Very soon fintech companies and other commercial operators will have greater latitude to provide sporadic scoped advice, if you believe early predictions about the outcome of Treasury’s Quality of Advice Review.
If the questions posed in the Quality of Advice Review Issues Paper are any indication, the government believes scoped advice may hold the key to solving the advice accessibility and affordability dilemma.
This has potentially dangerous consequences.
The former government’s Covid-19 early release of superannuation program and the advice industry’s strong reaction to it provides some insight into the challenges with scoped advice.
The biggest one being it can be myopic and therefore potentially out of context.
For example, something as seemingly simple and immaterial as allowing individuals suffering financial hardship due to Covid-19 to withdraw up to $20,000 from their superannuation could have unintended long-term consequences. It could affect when a person can afford to retire, buy a home and how much they can borrow.
Theoretically, there is nothing wrong with episodic scoped advice so long as people understand the impact of implementing that advice on their current and future financial situation.
Unfortunately, in the case of the early release scheme, it is unlikely the 3.5 million Australians who applied fully appreciated the potential downside of dipping into their retirement savings.
Context is crucial in financial planning.
Turning pipedreams into SMART goals and ultimately reality
Over the past 20 years, the ongoing separation of product and advice has led to more comprehensive, holistic advice.
The falling number of risk-only or investment-only specialists is evidence of that.
But despite the industry’s enormous progress, many advisers are still confused about the difference between the process of scoping advice and establishing client goals.

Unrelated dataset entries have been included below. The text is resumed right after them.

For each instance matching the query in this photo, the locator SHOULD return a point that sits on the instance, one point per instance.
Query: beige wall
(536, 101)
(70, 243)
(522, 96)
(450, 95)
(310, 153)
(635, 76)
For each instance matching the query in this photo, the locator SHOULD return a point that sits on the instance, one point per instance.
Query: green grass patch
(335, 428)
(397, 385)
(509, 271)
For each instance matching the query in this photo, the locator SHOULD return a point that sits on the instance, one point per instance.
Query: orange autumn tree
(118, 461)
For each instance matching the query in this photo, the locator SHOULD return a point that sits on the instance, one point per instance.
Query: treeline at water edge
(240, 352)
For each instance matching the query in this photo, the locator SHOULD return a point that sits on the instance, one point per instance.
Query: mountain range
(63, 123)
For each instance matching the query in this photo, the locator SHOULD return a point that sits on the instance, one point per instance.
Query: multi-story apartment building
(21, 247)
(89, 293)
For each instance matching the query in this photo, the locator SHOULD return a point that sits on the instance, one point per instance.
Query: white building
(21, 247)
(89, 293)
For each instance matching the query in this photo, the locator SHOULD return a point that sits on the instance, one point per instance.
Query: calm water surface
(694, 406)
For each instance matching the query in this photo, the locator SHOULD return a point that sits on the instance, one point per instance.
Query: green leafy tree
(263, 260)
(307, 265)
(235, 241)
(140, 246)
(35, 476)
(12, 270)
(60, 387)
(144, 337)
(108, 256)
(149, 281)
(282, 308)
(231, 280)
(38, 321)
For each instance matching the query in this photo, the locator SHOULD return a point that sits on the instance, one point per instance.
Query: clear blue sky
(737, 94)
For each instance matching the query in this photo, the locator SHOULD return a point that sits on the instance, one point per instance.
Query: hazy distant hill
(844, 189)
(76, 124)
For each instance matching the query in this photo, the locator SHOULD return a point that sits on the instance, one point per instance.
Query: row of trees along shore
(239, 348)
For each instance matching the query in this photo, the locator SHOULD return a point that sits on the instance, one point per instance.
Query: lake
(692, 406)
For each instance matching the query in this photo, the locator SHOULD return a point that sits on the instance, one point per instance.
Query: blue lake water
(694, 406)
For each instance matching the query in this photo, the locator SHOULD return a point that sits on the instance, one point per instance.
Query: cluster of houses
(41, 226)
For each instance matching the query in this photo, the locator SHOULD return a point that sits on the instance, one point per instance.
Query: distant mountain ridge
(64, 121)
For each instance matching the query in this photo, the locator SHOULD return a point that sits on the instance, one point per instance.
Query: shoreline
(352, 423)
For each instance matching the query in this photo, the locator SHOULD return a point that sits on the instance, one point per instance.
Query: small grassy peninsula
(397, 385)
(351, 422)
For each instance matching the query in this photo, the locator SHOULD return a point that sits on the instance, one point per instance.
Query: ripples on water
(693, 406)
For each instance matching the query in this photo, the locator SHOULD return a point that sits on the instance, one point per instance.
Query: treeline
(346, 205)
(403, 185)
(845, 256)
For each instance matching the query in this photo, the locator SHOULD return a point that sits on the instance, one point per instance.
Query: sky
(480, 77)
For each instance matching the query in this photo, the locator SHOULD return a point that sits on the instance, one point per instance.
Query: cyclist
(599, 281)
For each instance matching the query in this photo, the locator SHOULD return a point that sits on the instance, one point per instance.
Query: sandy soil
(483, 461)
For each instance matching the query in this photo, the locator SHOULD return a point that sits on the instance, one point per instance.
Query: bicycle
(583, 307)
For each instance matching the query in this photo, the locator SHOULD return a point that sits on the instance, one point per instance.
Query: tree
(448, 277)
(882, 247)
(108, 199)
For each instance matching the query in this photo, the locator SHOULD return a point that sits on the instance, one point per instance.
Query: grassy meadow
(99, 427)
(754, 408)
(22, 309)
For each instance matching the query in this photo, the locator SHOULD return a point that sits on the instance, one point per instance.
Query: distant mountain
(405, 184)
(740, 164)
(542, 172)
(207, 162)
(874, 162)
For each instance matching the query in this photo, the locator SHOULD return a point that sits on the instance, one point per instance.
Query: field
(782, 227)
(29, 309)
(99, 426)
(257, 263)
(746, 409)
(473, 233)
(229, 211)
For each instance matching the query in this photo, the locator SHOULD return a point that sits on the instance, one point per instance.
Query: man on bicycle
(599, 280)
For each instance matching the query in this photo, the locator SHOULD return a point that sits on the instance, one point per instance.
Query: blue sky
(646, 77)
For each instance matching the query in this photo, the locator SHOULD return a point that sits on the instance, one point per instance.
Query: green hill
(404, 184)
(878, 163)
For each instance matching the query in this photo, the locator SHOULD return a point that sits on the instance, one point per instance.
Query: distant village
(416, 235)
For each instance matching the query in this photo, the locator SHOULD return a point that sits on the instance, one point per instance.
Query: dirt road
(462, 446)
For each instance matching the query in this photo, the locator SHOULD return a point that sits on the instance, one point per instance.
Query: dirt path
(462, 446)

Looking back, the shift to holistic advice at the turn of the century led to a greater focus on client goals but many advisers still struggled to separate product from advice.
They used superficial goals like “I want to review my superannuation fund” as justification for switching clients from one fund to another; typically a related-party product.
To aid effective goal setting, advisers were taught that goals had two key characteristics; they had to be time-bound and dollar-costed. Ultimately, this was replaced with the SMART goals concept, a popular goal-setting technique and acronym for specific, measurable, agreed-upon, realistic and time-bound.
The problem is that goals can only become SMART goals with the help of an adviser.
The average person has no idea if their goal to pay off their home and retire by age 65 is realistic or achievable. This is a financial numeracy issue that sometimes gets confused as financial literacy.
Without an adviser to help them assess their situation, conduct a gap analysis and take a big-picture view of their earnings and savings capacity, goals are nothing more than pipedreams.
Goal setting is one of the most important aspects of the financial planning process.
It is expansive and provides context. Done well, it leads to better advice, better client outcomes and a stronger professional relationship.
However, in a bid to make advice more accessible and affordable (and less personal), some proponents of scoped advice seek to do away with or water down the fundamental process of goal setting.
Scoping advice is important
Establishing a person’s reasons for seeking advice has been part of the advice process for decades.
These days it’s referred to as the scope of advice, since the introduction of FASEA.
But asking a client why they want to see a financial adviser often leads to simplistic responses like “I want to start planning for retirement” or “I need help investing a windfall”.
As with goal setting, clients often need help understanding what advice they need. It can be useful to think of the first draft of the scope of advice as “what the client thinks they need” and the end state as “what the client knows they need”.
Even among the highly financial literate, very few have the ability to accurately identify their advice needs. Left to work it out on their own, clients usually set the scope too narrow.
Advocates of episodic advice should consider this.
Advisers ask a number of questions to scope advice but these questions are based on generalisations, such as:
- Investment planning – Assistance with decision making on new or existing investment portfolios;
- Personal insurances – Ensuring dependents are financially secure in the event of death or serious illness; and
- Retirement planning – Optimising retirement strategies and structures to provide the most comfortable retirement lifestyle possible.
What is apparent from these general statements is that scoped advice is fundamentally different to client goals, although there should be goals that relate to scoped advice. Effective, compliant advice needs to follow a scope-to-goals approach in a structured, repeatable and defendable manner.
The industry needs to get this right quickly, and certainly before the potential proliferation of scoped advice models, or risk reverting to the olden days of product flogging.